Researchers Provide Route To Scalable Quantum Photonics
Picture: 2D monolayer on a SiN waveguide.
Researchers from the Photonics Research Group, an imec
research group at Ghent university and MIT have announced that they have
integrated single photon emitters in 2D layered materials with a Silicon
Nitride photonic chip. Even for moderate quantum yields, dielectric cavities
could be designed such that the single photon extraction into the guided mode
can reach unity. The results, published in Nature Communications, provide a
crucial step in fundamental quantum photonics and 2D materials research.

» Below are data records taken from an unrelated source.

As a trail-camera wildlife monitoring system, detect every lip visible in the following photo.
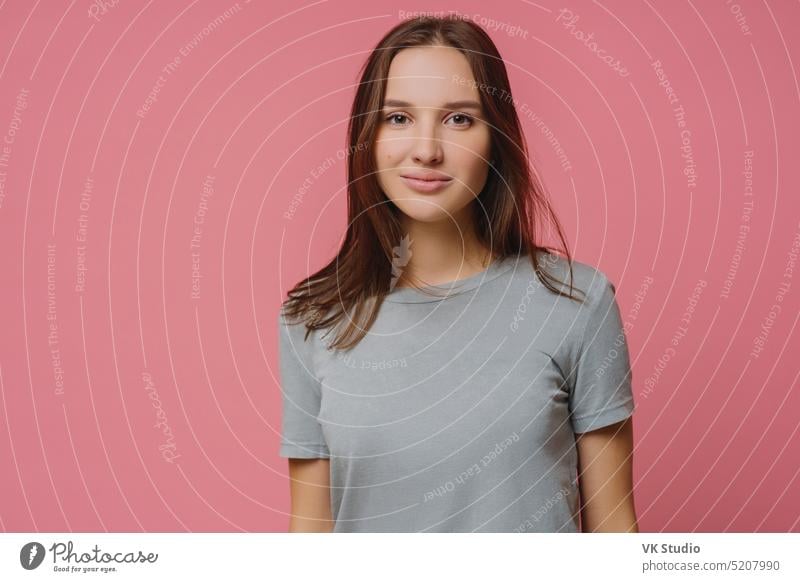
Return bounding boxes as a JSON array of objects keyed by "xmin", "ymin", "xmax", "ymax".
[{"xmin": 400, "ymin": 174, "xmax": 454, "ymax": 193}]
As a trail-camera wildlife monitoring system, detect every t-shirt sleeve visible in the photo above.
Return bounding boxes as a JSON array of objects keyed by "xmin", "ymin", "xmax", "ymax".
[
  {"xmin": 277, "ymin": 309, "xmax": 331, "ymax": 458},
  {"xmin": 568, "ymin": 272, "xmax": 635, "ymax": 434}
]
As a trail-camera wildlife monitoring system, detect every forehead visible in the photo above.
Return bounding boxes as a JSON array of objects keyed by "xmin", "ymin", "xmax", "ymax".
[{"xmin": 383, "ymin": 46, "xmax": 480, "ymax": 107}]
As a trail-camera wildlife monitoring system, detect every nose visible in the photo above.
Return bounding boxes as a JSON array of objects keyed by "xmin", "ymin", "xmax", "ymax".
[{"xmin": 411, "ymin": 122, "xmax": 443, "ymax": 165}]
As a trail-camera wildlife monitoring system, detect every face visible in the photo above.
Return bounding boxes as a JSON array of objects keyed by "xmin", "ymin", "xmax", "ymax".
[{"xmin": 374, "ymin": 46, "xmax": 492, "ymax": 224}]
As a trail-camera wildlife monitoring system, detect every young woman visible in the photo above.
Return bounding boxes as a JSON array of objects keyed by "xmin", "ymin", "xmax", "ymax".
[{"xmin": 277, "ymin": 15, "xmax": 637, "ymax": 533}]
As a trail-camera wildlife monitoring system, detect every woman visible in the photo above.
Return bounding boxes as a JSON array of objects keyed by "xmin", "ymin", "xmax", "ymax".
[{"xmin": 277, "ymin": 15, "xmax": 637, "ymax": 533}]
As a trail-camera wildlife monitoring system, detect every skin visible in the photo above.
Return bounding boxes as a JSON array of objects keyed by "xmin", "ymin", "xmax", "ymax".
[
  {"xmin": 374, "ymin": 45, "xmax": 494, "ymax": 287},
  {"xmin": 576, "ymin": 417, "xmax": 639, "ymax": 532},
  {"xmin": 287, "ymin": 459, "xmax": 334, "ymax": 532},
  {"xmin": 287, "ymin": 45, "xmax": 638, "ymax": 533}
]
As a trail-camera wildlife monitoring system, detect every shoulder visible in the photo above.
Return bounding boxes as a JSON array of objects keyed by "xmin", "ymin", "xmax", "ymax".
[
  {"xmin": 277, "ymin": 302, "xmax": 299, "ymax": 332},
  {"xmin": 278, "ymin": 302, "xmax": 319, "ymax": 349},
  {"xmin": 534, "ymin": 255, "xmax": 621, "ymax": 351},
  {"xmin": 529, "ymin": 251, "xmax": 614, "ymax": 304},
  {"xmin": 278, "ymin": 300, "xmax": 341, "ymax": 361}
]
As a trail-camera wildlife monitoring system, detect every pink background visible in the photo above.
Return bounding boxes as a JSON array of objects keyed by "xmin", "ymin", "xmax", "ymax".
[{"xmin": 0, "ymin": 0, "xmax": 798, "ymax": 532}]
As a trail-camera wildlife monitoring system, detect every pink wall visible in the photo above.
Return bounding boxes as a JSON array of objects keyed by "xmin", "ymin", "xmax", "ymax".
[{"xmin": 0, "ymin": 0, "xmax": 798, "ymax": 532}]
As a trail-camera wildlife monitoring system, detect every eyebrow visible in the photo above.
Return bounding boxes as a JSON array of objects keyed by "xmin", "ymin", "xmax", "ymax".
[{"xmin": 382, "ymin": 99, "xmax": 483, "ymax": 111}]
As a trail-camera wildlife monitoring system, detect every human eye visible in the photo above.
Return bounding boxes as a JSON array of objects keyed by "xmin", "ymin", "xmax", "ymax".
[
  {"xmin": 446, "ymin": 113, "xmax": 474, "ymax": 128},
  {"xmin": 384, "ymin": 112, "xmax": 411, "ymax": 126}
]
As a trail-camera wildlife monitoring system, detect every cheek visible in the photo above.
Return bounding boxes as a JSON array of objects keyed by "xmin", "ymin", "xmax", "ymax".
[
  {"xmin": 454, "ymin": 132, "xmax": 491, "ymax": 188},
  {"xmin": 465, "ymin": 127, "xmax": 492, "ymax": 164},
  {"xmin": 374, "ymin": 138, "xmax": 400, "ymax": 195},
  {"xmin": 374, "ymin": 132, "xmax": 401, "ymax": 168}
]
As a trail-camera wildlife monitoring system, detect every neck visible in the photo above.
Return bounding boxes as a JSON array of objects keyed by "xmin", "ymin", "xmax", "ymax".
[{"xmin": 394, "ymin": 204, "xmax": 494, "ymax": 288}]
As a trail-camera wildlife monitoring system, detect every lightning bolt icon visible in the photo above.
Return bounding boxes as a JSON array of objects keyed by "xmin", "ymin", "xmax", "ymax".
[{"xmin": 28, "ymin": 545, "xmax": 38, "ymax": 566}]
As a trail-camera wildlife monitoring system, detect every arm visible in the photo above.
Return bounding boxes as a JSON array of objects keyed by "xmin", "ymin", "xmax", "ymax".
[
  {"xmin": 287, "ymin": 458, "xmax": 334, "ymax": 532},
  {"xmin": 575, "ymin": 417, "xmax": 639, "ymax": 532}
]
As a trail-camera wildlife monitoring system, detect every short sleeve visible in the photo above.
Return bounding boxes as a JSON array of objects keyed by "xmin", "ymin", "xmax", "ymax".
[
  {"xmin": 277, "ymin": 309, "xmax": 331, "ymax": 458},
  {"xmin": 568, "ymin": 273, "xmax": 635, "ymax": 433}
]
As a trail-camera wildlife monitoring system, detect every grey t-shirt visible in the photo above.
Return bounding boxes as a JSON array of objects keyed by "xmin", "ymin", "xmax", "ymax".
[{"xmin": 277, "ymin": 253, "xmax": 635, "ymax": 532}]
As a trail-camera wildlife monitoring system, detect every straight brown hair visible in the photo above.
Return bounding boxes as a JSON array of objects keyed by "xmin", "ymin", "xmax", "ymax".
[{"xmin": 282, "ymin": 15, "xmax": 585, "ymax": 350}]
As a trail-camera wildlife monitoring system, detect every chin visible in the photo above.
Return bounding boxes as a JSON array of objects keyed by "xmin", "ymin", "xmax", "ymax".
[{"xmin": 388, "ymin": 197, "xmax": 462, "ymax": 224}]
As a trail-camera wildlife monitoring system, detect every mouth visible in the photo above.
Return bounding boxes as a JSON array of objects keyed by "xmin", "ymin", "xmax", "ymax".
[{"xmin": 399, "ymin": 175, "xmax": 454, "ymax": 193}]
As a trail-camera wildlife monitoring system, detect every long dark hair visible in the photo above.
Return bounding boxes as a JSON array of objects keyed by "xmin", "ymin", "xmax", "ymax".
[{"xmin": 282, "ymin": 15, "xmax": 584, "ymax": 350}]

Photonic integrated circuits (PICs) enable the
miniaturization of complex quantum optical circuits connecting large numbers of
photonic devices with optimized insertion losses and phase stability. A central
building block for such an integrated quantum circuit is a single photon
emitter (SPE), and a variety of material systems have been investigated to
create such on-chip SPEs. 2D-based SPEs have some unique properties that make
them particularly appealing for integration with PICs. First, they can be
easily interfaced with PICs and stacked together to create complex
heterostructures. Second, due to their thinness, and the absence of total
internal reflection, they enable very high light extraction efficiencies
without the need of any additional processing, allowing efficient single photon
transfer between the host and the underlying PIC. Third, 2D materials grown
with high wafer-scale uniformity are becoming more readily available.
Through nanoscale strain engineering, the team coupled
2D-based SPEs with a CMOS-compatible Silicon Nitride waveguide. Moreover, they
extracted crucial performance parameters for this source and used them in an
optimization analysis to maximize single photon extraction and
indistinguishability into the guided mode. It was found that even for moderate
quantum yields, dielectric cavities could be designed such that the single
photon extraction into the guided mode can reach unity.
“These results provide a crucial step in scaling up quantum
photonic devices using 2D-based integrated single photon sources,” stated
Frédéric Peyskens, first author of the paper.